Lately I have been wondering if security vs. convenience is an unavoidable tradeoff; but after an opportunity I had this week to sit down at roundtables during the GTRA Summit with CIOs, CTOs and CISOs from across the U.S. government and private industries, I believe we can have both without compromise.
Each of these stakeholders was passionate about improving the security of their respective networks — not only to protect the data and users for whom they are responsible, but also to ensure compliance with FISMA and other cybersecurity legislation that has emerged in the past few years (no easy task). And yet despite their enthusiasm, I left each roundtable feeling more and more certain that as the threat environment continues to grow, those charged with the U.S. government’s cyber defense will only grow more overwhelmed.
When More is Less
It can be expected that U.S. government CIOs, CTOs and CISOs will continue to invest heavily in security technology as threats grow, but this increased investment comes at a cost. And I’m not just talking about the particular hardware or software that they are purchasing — additional security measures can also cost users an important level of convenience and efficiency. For example:
- More advanced content filtering software and increased blacklisting means less user access to information on the web.

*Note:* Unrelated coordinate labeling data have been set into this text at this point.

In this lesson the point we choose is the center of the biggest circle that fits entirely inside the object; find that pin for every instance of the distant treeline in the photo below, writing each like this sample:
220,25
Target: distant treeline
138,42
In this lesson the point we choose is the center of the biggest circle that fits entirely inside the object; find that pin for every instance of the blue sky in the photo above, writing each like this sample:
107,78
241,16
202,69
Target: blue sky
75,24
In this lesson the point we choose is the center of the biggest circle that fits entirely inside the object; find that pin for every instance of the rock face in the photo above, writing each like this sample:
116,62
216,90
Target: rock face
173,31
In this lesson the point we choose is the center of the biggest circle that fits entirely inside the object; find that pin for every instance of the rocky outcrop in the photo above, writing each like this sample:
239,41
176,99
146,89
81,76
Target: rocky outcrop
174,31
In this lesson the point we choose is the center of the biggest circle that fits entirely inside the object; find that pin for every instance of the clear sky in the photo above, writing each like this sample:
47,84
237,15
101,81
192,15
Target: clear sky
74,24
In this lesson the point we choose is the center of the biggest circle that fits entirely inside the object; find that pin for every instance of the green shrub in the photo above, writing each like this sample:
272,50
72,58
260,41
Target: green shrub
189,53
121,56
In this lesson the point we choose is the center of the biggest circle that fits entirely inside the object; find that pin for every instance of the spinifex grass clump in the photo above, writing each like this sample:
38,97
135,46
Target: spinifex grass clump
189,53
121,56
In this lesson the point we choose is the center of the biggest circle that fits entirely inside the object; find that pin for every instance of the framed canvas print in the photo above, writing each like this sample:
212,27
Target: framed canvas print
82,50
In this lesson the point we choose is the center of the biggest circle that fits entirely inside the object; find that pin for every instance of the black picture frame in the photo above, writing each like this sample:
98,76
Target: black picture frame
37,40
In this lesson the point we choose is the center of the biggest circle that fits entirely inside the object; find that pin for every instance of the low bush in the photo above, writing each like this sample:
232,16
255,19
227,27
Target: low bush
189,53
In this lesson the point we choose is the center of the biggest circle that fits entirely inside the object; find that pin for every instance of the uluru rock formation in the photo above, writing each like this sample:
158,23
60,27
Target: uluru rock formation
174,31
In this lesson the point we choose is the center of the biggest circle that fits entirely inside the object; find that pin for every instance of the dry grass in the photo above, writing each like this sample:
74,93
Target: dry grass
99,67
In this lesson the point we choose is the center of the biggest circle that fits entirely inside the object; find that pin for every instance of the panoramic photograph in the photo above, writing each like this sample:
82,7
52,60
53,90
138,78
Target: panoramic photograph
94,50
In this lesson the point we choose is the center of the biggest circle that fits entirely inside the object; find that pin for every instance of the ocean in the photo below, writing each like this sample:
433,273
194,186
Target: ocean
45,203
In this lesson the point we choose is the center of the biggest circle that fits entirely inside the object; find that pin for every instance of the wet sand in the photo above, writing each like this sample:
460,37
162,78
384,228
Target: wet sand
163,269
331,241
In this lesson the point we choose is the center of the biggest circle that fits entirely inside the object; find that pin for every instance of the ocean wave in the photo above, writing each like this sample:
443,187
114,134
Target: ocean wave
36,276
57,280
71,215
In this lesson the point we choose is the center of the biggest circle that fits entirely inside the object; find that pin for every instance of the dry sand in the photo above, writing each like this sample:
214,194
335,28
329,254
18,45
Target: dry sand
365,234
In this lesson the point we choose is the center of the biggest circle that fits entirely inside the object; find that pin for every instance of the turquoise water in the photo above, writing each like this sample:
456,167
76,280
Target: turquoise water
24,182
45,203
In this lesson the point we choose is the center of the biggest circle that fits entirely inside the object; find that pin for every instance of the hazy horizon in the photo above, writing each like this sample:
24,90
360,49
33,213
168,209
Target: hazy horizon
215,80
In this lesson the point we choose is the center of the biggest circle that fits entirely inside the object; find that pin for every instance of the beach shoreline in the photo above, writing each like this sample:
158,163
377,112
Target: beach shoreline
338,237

- More advanced IPS (Intrusion Prevention Systems) means less user functionality in email, since most if not all links will be stripped for fear of phishing attempts.
- More advanced enterprise network monitoring and increased compartmentalization of information across the network due to fear of insider threats will slow down system performance and also limit access to information.
- More advanced multifactor authentication means it will take even longer to sign into systems and start working.
All this being said, there are very good reasons why C-suite executives choose to implement the above technologies and practices. But there is also no denying that diminishing a user’s experience impacts their ability to do their job efficiently and effectively, which, in turn, impacts the overall productivity of the agency or department.
Making User-Proof Security
The hidden cost of security and compliance is its impact on effectiveness and efficiency. And this cost only increases as the evolving work force demands access to more and more technologies and devices to accomplish their work (demands that often go unheeded because of the security risks they introduce).
So how do we enable effectiveness and efficiency to grow in parallel with security and compliance? Part of the solution could be for senior cybersecurity leadership to be more receptive to the demands of users, and appreciate the burden that the modern cybersecurity posture places on a user’s ability to get his/her job done. There is also a role for industry in bridging this gap as well. Providers of cybersecurity tools need to endeavor to build better solutions, ones that not only meet compliance and security requirements but also pass the user experience test.
While there is no simple answer to this question, I think it is possible to make easy to use and user-proof security. This was a key consideration that Ntrepid employed when building Passages: providing cybersecurity leadership with the comfort of knowing all browsing activity is isolated from the rest of their network, without users losing any of the functionality they enjoy in their current browsers. If other providers follow suit, hopefully CIOs, CTOs and CISOs will have greater access to technology that will simultaneously increase their security and enable their workforce.
Will this change happen overnight? Absolutely not, but recognizing it and discussing it more will hopefully allow the shift to take hold in time. If not, the gap will only grow, leaving organizations to choose between effectiveness and efficiency on the one hand, and security and compliance on the other. This is a losing proposition either way.